Understanding Enterovirus D68-Induced Neurologic Disease: A Basic Science Review
- PMID: 31487952
- PMCID: PMC6783995
- DOI: 10.3390/v11090821
Understanding Enterovirus D68-Induced Neurologic Disease: A Basic Science Review
Abstract
In 2014, the United States (US) experienced an unprecedented epidemic of enterovirus D68 (EV-D68)-induced respiratory disease that was temporally associated with the emergence of acute flaccid myelitis (AFM), a paralytic disease occurring predominantly in children, that has a striking resemblance to poliomyelitis. Although a definitive causal link between EV-D68 infection and AFM has not been unequivocally established, rapidly accumulating clinical, immunological, and epidemiological evidence points to EV-D68 as the major causative agent of recent seasonal childhood AFM outbreaks in the US. This review summarizes evidence, gained from in vivo and in vitro models of EV-D68-induced disease, which demonstrates that contemporary EV-D68 strains isolated during and since the 2014 outbreak differ from historical EV-D68 in several factors influencing neurovirulence, including their genomic sequence, their receptor utilization, their ability to infect neurons, and their neuropathogenicity in mice.
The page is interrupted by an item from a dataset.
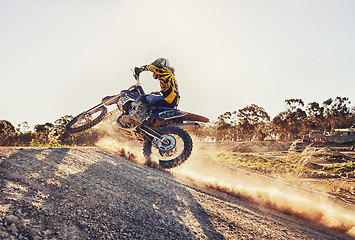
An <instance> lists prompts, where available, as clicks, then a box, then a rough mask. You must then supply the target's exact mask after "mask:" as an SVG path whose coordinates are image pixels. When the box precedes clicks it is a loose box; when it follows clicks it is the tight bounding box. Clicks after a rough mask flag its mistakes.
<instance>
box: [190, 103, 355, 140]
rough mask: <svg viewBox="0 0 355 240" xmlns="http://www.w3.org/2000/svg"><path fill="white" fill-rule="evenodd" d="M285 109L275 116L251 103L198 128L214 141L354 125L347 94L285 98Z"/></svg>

These findings provide biological plausibility that EV-D68 is a causal agent of AFM and provide important experimental models for studies of pathogenesis and treatment that are likely to be difficult or impossible in humans.
Keywords: acute flaccid myelitis; enterovirus D68; experimental models; mouse models; neuropathogenesis; paralysis.
Conflict of interest statement
The authors report no conflicts of interest. The funders had no role in the interpretation of data; in the writing of the manuscript, or in the decision to publish the review.